The plateau acquired strategic importance when the French embarked upon an expansionist colonial policy. A military post was created in 1864 and the military have marked the city’s development ever since; it is home to a major military base.
At first a simple rail stop, or "escale", on the Dakar-Saint Louis line (completed in 1885) Thiès became a rail junction with the Dakar-Niger line (built 1906-1923). The national network of paved roads created after WWII likewise converged on Thiès, which thus commands nearly all access to the Cape Vert Peninsula (Dakar and Rufisque).

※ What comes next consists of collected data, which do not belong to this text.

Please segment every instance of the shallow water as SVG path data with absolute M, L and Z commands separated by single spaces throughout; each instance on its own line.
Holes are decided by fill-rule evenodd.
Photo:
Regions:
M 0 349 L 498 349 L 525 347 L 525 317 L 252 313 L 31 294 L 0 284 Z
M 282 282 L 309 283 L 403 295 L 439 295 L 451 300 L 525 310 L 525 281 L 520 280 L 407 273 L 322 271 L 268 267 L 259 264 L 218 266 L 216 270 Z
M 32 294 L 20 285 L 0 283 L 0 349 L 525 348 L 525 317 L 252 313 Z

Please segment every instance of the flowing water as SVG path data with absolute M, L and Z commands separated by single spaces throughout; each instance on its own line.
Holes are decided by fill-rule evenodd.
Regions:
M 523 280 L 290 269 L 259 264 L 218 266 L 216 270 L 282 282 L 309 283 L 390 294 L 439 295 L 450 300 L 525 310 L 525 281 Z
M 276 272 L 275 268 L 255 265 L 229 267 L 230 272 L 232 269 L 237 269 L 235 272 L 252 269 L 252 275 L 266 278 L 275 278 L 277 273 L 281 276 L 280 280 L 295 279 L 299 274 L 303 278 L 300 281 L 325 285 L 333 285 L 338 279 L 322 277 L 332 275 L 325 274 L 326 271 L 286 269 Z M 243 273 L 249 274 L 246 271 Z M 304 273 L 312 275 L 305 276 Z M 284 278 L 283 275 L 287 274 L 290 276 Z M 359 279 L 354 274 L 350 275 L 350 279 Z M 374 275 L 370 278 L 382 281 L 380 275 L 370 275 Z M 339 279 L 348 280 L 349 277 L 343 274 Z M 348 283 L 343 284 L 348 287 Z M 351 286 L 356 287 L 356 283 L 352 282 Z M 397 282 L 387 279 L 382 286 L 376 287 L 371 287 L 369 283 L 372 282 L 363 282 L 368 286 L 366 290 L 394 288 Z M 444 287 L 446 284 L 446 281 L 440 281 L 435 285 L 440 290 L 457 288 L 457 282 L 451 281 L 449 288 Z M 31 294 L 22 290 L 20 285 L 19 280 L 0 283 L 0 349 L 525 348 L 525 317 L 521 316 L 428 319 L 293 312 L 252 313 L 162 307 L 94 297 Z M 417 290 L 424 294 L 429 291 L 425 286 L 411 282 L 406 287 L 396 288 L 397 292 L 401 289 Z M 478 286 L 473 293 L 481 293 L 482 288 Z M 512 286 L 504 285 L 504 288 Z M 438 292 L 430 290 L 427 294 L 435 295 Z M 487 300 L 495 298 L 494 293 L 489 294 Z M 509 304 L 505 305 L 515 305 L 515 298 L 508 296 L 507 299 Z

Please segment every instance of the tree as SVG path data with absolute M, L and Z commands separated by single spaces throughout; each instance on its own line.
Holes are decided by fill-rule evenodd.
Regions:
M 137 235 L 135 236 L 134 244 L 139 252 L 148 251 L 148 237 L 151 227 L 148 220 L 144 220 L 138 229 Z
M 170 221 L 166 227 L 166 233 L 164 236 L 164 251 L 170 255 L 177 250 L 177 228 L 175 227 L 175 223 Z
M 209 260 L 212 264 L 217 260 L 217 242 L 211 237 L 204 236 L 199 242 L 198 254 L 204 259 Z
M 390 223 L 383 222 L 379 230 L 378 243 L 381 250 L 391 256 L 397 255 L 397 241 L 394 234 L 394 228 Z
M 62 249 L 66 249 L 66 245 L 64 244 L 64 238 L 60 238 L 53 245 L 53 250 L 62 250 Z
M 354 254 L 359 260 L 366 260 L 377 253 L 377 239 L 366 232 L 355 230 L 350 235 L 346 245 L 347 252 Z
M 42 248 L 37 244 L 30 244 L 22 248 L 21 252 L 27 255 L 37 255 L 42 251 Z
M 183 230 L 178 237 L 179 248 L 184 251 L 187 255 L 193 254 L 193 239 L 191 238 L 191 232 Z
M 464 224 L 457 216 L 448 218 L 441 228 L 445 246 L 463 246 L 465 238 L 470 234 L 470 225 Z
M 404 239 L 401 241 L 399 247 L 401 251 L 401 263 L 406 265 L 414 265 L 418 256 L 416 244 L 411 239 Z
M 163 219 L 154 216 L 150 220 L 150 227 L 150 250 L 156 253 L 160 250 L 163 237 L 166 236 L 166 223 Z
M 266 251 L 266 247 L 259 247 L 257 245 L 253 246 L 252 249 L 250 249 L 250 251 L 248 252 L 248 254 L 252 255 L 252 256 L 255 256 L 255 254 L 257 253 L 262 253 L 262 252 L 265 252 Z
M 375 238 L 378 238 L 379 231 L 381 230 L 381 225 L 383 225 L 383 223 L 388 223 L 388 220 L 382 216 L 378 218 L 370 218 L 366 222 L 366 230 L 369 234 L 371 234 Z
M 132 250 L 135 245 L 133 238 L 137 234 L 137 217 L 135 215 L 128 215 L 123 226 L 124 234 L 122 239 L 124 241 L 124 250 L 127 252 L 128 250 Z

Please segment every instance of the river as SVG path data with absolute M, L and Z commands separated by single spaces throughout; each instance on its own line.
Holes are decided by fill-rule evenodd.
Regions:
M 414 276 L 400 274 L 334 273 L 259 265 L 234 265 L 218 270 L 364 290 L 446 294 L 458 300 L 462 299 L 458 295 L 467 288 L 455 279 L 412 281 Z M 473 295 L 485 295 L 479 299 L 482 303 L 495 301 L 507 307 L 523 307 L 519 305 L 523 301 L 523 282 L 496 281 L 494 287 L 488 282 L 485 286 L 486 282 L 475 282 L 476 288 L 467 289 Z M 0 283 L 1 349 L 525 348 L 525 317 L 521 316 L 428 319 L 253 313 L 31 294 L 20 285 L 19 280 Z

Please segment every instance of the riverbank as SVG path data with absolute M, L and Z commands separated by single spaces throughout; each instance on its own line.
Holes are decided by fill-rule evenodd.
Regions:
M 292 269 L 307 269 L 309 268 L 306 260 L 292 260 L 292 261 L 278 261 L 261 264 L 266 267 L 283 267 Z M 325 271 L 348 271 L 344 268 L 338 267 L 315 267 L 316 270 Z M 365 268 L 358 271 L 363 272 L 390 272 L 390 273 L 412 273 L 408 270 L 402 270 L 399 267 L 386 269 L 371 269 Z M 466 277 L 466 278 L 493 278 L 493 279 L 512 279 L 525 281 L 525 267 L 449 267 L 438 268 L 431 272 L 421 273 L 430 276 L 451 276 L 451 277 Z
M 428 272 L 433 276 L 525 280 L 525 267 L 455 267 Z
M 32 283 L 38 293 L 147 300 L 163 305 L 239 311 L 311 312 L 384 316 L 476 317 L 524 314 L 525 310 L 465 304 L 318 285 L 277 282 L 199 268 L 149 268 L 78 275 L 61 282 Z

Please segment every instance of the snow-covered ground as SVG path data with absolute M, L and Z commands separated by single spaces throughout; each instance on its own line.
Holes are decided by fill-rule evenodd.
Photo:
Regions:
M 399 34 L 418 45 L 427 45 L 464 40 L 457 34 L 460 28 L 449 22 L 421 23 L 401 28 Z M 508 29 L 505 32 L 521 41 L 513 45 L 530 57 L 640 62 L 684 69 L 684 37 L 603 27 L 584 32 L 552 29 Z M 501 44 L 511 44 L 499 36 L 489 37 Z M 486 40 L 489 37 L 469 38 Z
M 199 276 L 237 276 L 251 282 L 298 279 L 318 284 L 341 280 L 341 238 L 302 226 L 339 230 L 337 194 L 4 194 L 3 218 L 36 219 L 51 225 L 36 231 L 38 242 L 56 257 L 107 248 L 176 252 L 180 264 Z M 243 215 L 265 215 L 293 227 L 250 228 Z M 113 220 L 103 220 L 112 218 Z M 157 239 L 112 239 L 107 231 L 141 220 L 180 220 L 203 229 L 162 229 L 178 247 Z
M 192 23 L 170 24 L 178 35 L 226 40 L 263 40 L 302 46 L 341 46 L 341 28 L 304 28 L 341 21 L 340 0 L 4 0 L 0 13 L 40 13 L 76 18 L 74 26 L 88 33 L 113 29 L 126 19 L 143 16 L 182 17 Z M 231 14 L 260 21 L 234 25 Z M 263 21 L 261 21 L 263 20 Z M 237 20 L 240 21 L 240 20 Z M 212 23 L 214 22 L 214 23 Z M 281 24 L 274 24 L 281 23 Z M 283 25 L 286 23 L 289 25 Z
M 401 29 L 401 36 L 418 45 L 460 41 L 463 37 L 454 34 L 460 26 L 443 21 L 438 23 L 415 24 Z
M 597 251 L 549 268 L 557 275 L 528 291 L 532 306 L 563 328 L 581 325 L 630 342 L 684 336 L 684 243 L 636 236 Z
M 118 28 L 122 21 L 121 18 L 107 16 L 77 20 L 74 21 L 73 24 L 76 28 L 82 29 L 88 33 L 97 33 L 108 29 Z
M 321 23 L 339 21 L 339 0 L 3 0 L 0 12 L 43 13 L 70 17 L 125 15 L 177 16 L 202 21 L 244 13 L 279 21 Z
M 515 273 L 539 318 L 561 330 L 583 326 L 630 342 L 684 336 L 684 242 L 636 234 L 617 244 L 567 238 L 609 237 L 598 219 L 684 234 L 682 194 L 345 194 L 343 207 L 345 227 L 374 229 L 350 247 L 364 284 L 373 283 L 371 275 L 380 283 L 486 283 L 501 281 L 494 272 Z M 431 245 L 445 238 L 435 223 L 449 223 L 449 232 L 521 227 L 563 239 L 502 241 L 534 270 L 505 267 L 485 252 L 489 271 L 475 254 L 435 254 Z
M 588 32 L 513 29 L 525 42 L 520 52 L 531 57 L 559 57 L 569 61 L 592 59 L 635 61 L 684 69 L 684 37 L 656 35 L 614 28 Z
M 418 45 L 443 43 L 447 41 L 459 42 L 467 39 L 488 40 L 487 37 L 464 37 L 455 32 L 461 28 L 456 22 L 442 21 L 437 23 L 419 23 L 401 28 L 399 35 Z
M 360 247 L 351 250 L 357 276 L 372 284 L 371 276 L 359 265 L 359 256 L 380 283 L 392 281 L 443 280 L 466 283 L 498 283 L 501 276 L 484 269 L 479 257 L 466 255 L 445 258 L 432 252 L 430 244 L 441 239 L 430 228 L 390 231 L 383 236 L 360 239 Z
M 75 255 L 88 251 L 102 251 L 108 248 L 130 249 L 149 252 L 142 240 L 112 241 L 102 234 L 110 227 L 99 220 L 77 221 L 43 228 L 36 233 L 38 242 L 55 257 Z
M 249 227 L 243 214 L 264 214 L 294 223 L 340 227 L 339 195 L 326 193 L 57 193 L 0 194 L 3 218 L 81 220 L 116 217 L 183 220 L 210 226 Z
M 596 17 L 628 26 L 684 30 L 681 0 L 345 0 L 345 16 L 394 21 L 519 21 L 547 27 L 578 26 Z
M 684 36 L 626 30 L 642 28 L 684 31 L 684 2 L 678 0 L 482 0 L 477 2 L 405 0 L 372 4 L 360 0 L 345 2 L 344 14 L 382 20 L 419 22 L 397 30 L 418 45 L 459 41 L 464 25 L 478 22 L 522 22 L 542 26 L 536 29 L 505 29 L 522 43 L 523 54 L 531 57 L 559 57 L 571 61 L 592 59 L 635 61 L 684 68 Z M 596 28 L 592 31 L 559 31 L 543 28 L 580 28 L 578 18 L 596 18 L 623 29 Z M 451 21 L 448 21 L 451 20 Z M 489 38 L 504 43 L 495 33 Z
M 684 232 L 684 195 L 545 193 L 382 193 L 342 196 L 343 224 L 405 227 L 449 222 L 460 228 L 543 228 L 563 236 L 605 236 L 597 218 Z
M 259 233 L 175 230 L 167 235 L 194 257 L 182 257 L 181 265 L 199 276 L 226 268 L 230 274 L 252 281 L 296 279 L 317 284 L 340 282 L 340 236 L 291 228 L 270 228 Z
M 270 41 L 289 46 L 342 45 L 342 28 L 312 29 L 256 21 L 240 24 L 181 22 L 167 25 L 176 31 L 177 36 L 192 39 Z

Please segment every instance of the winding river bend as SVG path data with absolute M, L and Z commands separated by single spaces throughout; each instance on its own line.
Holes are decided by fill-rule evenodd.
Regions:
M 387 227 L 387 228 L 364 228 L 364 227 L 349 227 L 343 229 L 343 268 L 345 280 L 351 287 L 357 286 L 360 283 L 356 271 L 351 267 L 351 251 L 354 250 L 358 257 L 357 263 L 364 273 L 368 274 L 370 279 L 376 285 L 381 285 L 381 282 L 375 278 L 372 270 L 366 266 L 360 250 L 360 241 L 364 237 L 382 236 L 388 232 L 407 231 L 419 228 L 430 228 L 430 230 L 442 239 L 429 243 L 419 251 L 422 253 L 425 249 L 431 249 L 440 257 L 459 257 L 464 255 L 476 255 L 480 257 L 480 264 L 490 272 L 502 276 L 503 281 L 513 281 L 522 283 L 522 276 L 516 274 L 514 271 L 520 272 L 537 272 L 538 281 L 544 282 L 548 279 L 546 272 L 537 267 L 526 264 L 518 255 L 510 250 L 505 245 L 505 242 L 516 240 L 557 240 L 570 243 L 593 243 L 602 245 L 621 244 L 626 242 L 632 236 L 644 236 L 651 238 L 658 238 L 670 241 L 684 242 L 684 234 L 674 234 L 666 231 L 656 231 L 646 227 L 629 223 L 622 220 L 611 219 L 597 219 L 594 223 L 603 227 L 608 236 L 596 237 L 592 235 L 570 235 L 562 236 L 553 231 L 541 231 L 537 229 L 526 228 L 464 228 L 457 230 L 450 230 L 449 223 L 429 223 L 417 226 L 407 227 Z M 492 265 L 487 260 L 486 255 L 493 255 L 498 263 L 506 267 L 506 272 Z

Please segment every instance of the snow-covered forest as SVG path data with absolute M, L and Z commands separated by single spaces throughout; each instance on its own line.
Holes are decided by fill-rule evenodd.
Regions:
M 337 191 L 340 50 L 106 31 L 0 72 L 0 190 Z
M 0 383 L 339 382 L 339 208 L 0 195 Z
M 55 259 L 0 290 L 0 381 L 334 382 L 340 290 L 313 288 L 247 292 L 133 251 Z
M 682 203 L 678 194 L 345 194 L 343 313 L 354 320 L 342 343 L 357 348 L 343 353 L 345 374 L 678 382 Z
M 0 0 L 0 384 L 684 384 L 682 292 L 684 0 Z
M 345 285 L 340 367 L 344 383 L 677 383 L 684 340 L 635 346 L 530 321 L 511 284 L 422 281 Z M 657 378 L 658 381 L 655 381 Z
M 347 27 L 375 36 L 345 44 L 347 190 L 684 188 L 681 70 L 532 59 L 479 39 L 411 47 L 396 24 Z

The railways brought commercial development and migrant laborers, including "Bambaras" from eastern regions of Senegal and from Mali. The rail workers of Thiès played a key role in the immergence of Senegal’s labor movement. Their strikes in 1937 and again in 1947-48 also marked the development of the independence movement across French West Africa.
As the transportation hub of a productive agricultural hinterland: rice, peanuts, manioc, millet, and fruit, the city is a leading livestock-trading and meat-packing center. It has rail yards and repair shops, and alumina phosphate deposits are worked at nearby Palo and Taïba.
Today, Thiès is developing increasingly as an extension of the congested Cape Vert Peninsula. It is attracting industrial investments (electrical and mechanical engineering) and there are plans to link it to Dakar by highway and commuter train.
Other attractions in Thiès include a museum, an artisanal and crafts village and a few remains of old fortifications.